Précisons d’abord que Lemaître n’a pas découvert le Big Bang ; il l’a inventé. Comment ? On peut imaginer notre chanoine – les photos que l’on a de lui montrent un homme ni laid ni beau, au visage très rond, et même triplement rond puisqu’il portera toute sa vie des lunettes rondes comme des planètes, rondeur qui s’étendra, avec les années, à son ventre, un regard franc et souriant, et le cou toujours cerclé du col blanc des prêtres d’alors – assis dans un profond fauteuil bourgeois au coin d’un feu. Il vient de reposer sa Bible dont il a relu pour la dix millième fois le premier chapitre de la Genèse et, dans les ronds de fumée – toujours des ronds, bien entendu – que lâche son cigare, il réfléchit. Feu, fumée, ronds concentriques qui s’éloignent en s’élargissant… Bible, « Au premier jour, Dieu créa »… Et si l’Univers était « la fumée et les cendres d’un feu d’artifice originel » ?
Même s’il a utilisé ces termes pour décrire son idée, il n’empêche que le Big Bang de Lemaître est une intuition résultant de l’interprétation d’équations à ce point complexes que seuls les plus brillants spécialistes sont capables de les comprendre. Dans cette nébuleuse d’intelligence pure, le point précis de « l’atome primitif » – le seul que le grand public est à même de comprendre, du moins à un niveau assez superficiel – est une hypothèse qui n’a jamais reçu, de la part de Lemaître, « de formulation mathématiquement complète et adéquate ».
Je suis romancier.

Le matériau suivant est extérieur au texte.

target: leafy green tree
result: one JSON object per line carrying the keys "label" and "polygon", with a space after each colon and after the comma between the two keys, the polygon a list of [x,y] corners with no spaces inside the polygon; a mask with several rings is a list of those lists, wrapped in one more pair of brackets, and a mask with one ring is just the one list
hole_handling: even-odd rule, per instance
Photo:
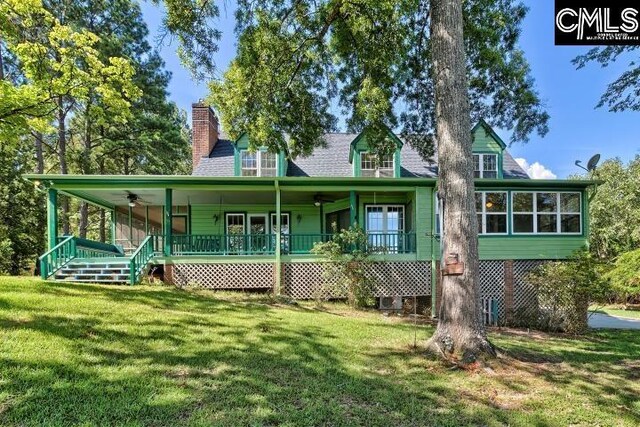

Professeur d’université aussi, c’est vrai, mais en « sciences molles », comme on a coutume de dire. L’image du feu d’artifice me parle. Le concept de « courbure de l’espace-temps » évoque éventuellement des livres de science-fiction ; mais qu’est-ce que cela représente ? Et la quatrième dimension ? Si je suis inspiré, peut-être arriverai-je à faire comprendre pourquoi je n’y comprends rien…
Biographie de l’auteur
Romancier, journaliste, homme de théâtre, Vincent Engel est auteur chez Lattès de nombreux succès dont Les Absentes et Le mariage de Dominique Ardenne.